History of the button
Buttons or assimilable objects, but arguably used more for aesthetic purposes than for fastening purposes, have been found in the remains of the Indus Valley Civilization , at Chinese Bronze Age sites , as well as in ancient Rome.The buttons used for the purpose of holding clothes do not seem to have been used in Europe until the 13th century and 14th century , in particular to hold up the sleeves of shirts.
It was under Louis XIV that the use of the button spread in France, where it became a luxurious fashion accessory embellished with jewels or painted miniatures. Some servants thus had livery buttons chiselled with their master's coat of arms.
The old buttons were made of bone, horn (case of the duffle coat), ivory, leather, metal or mother-of-pearl.
In the middle of the 19th century , the porcelain button appeared thanks to a technique developed by the British manufacturer Mintons.

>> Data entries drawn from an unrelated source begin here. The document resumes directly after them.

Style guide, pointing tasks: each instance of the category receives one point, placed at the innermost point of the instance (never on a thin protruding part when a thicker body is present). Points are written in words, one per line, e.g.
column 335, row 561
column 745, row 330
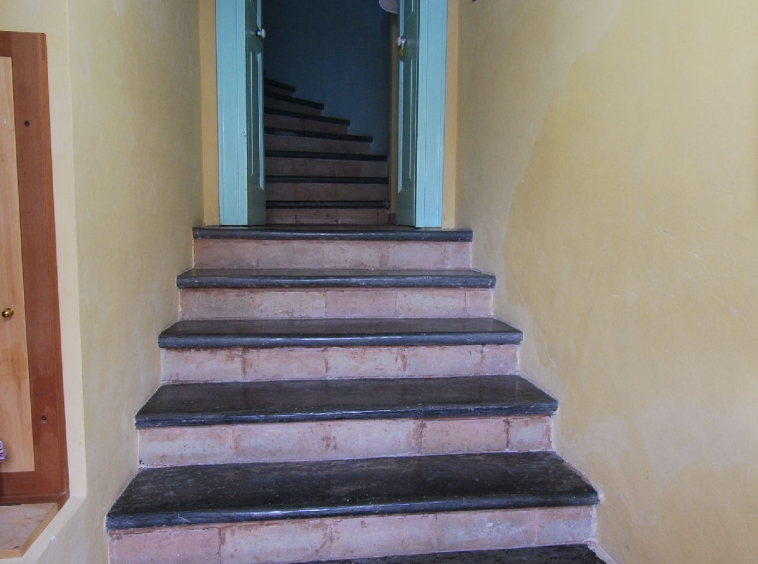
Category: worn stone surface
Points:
column 298, row 363
column 413, row 539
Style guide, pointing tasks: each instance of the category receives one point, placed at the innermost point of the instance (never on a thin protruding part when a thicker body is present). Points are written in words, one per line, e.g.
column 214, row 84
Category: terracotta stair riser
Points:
column 327, row 216
column 283, row 166
column 275, row 90
column 314, row 144
column 251, row 253
column 340, row 440
column 365, row 536
column 302, row 124
column 290, row 106
column 320, row 303
column 237, row 364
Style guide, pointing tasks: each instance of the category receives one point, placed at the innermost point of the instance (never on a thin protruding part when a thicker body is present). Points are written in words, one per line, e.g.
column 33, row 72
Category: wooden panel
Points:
column 49, row 480
column 15, row 399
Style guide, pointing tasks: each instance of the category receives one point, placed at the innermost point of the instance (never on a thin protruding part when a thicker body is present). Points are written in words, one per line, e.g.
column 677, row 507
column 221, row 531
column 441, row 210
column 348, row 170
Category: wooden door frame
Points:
column 49, row 480
column 232, row 134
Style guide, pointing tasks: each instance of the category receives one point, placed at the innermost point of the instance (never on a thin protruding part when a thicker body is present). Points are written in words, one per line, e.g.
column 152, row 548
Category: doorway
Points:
column 420, row 203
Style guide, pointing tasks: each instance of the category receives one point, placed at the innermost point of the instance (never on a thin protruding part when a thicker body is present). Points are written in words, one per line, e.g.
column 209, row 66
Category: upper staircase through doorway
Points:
column 316, row 172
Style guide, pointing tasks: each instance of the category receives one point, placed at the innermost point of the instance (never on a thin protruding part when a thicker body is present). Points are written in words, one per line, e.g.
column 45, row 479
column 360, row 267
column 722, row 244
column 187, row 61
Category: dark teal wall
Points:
column 336, row 52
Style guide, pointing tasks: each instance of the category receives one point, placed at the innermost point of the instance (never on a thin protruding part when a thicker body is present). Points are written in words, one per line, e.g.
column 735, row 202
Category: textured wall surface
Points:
column 125, row 112
column 336, row 52
column 608, row 163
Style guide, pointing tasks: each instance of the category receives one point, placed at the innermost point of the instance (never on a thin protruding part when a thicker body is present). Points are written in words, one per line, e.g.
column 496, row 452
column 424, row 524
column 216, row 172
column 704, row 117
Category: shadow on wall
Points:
column 336, row 52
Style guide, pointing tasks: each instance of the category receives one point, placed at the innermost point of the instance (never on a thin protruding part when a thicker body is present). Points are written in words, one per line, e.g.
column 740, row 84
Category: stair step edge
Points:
column 234, row 493
column 314, row 155
column 308, row 400
column 337, row 332
column 277, row 84
column 334, row 233
column 557, row 554
column 317, row 135
column 327, row 204
column 311, row 117
column 293, row 100
column 254, row 278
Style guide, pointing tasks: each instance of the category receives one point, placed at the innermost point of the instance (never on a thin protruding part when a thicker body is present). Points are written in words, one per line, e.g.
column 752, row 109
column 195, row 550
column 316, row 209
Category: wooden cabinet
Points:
column 31, row 381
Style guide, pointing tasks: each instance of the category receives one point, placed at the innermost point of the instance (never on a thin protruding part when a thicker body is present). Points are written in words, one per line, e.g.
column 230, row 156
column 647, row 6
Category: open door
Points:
column 421, row 111
column 239, row 69
column 254, row 34
column 407, row 100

Before being supplanted by plastic, corozo ("vegetable ivory") was used to make many buttons.
The snap button was invented by Bertel Sanders in Denmark in 1885.

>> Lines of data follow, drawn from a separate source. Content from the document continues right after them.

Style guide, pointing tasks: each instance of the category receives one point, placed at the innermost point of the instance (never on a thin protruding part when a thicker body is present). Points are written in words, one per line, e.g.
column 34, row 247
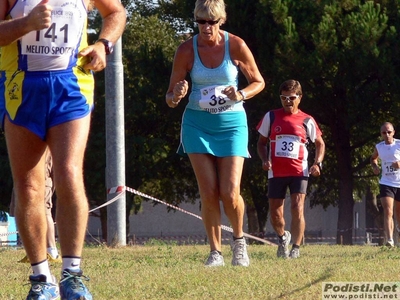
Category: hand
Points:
column 315, row 170
column 96, row 55
column 180, row 91
column 396, row 165
column 376, row 169
column 232, row 93
column 266, row 165
column 40, row 16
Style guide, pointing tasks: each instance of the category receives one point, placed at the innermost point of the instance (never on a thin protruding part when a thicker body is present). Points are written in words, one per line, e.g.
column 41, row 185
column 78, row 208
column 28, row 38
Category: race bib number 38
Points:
column 214, row 101
column 60, row 38
column 287, row 146
column 389, row 172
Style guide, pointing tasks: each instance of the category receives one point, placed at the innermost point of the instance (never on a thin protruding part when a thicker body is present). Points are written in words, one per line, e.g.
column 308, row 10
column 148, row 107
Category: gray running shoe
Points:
column 72, row 287
column 42, row 290
column 294, row 253
column 215, row 260
column 283, row 247
column 239, row 253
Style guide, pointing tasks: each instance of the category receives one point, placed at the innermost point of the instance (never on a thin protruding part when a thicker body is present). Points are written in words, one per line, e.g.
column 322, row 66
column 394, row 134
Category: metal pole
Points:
column 115, row 146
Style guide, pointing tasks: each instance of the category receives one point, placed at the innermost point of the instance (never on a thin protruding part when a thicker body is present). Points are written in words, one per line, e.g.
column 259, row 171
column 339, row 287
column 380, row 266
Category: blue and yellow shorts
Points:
column 41, row 100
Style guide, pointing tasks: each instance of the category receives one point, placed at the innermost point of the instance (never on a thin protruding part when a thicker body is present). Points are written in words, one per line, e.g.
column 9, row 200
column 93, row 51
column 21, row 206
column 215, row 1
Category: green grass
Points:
column 168, row 271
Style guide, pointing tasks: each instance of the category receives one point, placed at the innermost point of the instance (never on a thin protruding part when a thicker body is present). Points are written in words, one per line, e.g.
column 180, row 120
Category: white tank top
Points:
column 389, row 154
column 56, row 47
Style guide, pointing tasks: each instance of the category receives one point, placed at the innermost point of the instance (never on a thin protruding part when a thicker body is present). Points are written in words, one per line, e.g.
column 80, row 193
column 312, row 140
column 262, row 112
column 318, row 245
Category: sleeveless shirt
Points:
column 207, row 83
column 53, row 48
column 389, row 154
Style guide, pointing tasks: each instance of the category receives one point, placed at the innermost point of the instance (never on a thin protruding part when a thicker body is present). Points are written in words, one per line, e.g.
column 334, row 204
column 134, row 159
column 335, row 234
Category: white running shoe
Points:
column 239, row 253
column 294, row 253
column 215, row 260
column 390, row 243
column 283, row 247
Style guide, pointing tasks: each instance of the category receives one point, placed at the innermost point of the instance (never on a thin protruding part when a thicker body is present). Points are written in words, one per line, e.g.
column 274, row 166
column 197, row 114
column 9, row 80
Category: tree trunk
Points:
column 345, row 217
column 342, row 144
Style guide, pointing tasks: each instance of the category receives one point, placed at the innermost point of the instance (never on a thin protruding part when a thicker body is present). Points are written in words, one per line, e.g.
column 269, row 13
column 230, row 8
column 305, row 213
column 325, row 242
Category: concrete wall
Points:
column 157, row 222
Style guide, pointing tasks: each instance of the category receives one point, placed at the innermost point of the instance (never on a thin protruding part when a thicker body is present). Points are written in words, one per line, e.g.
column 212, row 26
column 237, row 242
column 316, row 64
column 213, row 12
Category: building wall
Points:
column 157, row 222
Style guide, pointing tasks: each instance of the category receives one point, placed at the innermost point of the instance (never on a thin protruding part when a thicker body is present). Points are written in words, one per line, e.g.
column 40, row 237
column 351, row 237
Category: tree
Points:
column 346, row 55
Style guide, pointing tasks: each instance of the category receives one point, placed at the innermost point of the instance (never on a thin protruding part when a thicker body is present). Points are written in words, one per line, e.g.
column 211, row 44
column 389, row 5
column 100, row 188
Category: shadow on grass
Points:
column 319, row 280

In 1886, Albert-Pierre Raymond, who had just created his company, A.Raymond (France), developed the rivet press stud.
In the 1900s, under the reign of the Briton Edward VII, fashion for men's jackets was four buttons positioned quite high, with small lapels (a habit that the military still keep today on their square jackets). With the more flared silhouette of the 1920s, fashion changed to three buttons and then, in the 1960s, two buttons, which has remained the general norm ever since.
Right button, left button
Women's clothing has buttons on the left and buttonholes on the right, which therefore makes a buttonhole on the right. For men, the buttons are sewn on the right and the buttonholes on the left. This custom would have been established during the 17th century and would be justified by the following facts: the women were most often dressed by their servant while the men dressed themselves, the valet only intervening to prepare clothes and for the final ornaments. The buttons were therefore sewn on so that the servants could button them more easily. In addition, the men carried the sword on the left to draw with the right hand. The buttoning of the garment should not impede access to the weapon. This use of the direction of buttoning varying according to gender has become a rule still respected today.

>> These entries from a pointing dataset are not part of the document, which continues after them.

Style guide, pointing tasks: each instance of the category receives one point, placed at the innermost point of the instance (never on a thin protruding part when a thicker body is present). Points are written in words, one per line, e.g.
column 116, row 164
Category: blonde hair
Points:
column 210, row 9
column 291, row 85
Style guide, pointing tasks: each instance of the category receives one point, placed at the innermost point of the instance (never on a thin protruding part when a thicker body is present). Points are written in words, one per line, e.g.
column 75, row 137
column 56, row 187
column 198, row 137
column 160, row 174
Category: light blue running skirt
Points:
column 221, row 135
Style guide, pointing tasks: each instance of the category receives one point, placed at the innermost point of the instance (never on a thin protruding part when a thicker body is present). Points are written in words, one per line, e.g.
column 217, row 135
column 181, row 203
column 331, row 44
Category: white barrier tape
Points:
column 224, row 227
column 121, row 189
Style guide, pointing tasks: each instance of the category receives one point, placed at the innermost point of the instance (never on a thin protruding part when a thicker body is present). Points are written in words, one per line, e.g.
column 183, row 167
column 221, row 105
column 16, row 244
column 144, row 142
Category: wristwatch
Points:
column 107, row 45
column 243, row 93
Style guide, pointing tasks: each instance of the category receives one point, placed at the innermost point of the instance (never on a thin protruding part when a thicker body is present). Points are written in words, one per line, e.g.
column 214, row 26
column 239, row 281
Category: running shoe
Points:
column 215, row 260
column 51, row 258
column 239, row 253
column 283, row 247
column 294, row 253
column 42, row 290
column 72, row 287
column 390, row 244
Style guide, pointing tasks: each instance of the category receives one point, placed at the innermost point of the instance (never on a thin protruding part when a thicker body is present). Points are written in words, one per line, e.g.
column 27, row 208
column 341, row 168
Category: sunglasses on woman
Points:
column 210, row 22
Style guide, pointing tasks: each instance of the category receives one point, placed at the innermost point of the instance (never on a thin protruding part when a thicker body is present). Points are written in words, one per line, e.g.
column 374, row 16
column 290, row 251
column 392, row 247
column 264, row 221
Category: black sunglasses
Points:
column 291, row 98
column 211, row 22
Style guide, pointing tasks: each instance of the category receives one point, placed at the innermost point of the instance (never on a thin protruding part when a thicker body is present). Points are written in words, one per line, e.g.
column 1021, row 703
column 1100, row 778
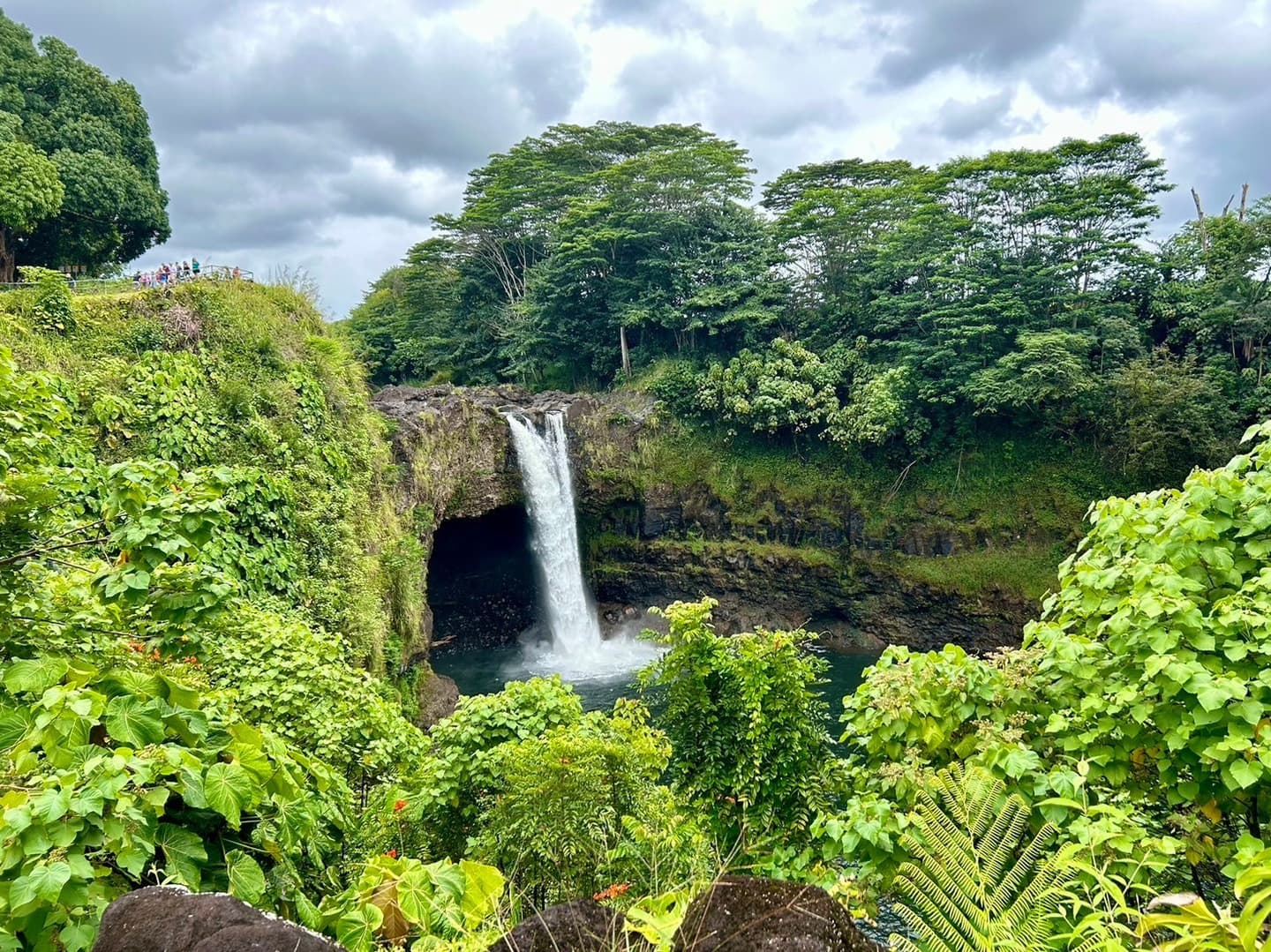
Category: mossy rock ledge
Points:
column 652, row 536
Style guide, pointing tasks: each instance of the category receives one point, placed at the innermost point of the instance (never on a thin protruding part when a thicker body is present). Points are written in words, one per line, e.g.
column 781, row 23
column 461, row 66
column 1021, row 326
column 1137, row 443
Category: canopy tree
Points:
column 575, row 236
column 64, row 121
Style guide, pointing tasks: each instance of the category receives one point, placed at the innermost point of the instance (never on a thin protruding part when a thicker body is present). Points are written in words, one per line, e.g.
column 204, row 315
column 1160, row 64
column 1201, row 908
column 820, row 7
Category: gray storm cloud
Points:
column 289, row 136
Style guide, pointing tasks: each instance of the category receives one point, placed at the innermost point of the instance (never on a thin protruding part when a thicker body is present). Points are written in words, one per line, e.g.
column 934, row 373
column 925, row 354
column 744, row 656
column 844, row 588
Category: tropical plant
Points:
column 463, row 755
column 747, row 724
column 1198, row 926
column 560, row 805
column 978, row 879
column 398, row 899
column 129, row 773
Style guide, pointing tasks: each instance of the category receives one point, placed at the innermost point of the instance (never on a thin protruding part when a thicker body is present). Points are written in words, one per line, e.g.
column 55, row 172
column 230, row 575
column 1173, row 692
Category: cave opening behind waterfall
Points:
column 482, row 583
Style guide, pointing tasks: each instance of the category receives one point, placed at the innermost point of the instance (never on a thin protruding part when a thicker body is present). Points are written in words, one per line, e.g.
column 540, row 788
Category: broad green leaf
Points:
column 356, row 929
column 247, row 879
column 179, row 694
column 483, row 886
column 133, row 722
column 184, row 853
column 34, row 677
column 13, row 727
column 415, row 891
column 228, row 790
column 43, row 882
column 1245, row 773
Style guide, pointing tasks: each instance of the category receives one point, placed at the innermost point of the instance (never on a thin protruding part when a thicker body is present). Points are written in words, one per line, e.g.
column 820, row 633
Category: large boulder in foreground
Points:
column 583, row 926
column 172, row 919
column 745, row 913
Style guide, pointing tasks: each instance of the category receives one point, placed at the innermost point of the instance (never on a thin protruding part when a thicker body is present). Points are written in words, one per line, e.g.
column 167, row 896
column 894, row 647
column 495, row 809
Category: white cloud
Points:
column 326, row 133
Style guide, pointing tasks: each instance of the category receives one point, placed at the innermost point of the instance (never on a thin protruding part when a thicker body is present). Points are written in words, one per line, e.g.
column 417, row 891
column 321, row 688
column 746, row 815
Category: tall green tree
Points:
column 585, row 234
column 97, row 136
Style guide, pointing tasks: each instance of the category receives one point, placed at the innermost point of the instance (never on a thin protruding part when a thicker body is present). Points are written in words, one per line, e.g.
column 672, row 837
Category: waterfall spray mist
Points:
column 576, row 648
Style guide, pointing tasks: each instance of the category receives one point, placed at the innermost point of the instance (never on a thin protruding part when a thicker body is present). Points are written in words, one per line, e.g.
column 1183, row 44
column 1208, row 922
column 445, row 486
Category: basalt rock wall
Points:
column 649, row 542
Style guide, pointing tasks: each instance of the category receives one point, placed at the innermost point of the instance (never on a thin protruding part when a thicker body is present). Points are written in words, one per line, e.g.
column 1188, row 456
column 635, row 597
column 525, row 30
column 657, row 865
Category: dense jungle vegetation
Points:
column 210, row 603
column 869, row 304
column 201, row 580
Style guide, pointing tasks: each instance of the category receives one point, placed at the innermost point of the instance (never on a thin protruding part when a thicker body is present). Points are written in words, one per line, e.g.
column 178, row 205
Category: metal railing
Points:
column 121, row 285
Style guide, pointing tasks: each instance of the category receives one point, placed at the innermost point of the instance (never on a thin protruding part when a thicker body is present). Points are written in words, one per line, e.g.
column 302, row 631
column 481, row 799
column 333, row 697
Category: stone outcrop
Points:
column 439, row 695
column 583, row 926
column 745, row 914
column 651, row 542
column 853, row 600
column 172, row 919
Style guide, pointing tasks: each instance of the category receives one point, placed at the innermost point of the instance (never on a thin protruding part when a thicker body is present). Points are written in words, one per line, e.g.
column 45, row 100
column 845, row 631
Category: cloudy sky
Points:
column 326, row 135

Button industry and uniform button
Under the July Monarchy and the Second Empire , the importance of military uniforms led to an increase in the French button industry. In the 19th century, it was one of the specialties of France, where companies specializing in this know-how were born. This is the case with Trelon Weldon Weil (TWW), born in 1845, or Anglade Massé & cnie (AM&C), born in 1853. These houses supply not only the French armed forces but those of other countries of the world as well as the administrations or the hunting crews. At its peak, French industry employed 30,000 people. It will, however, experience difficulties in the 20th century, faced with competition from other countries producing plastic buttons without using the turning process.
In the 1850s, tired of seeing the points of their collars twirling, British polo players decided to have them fastened, thus adding buttons to the collars of their shirts.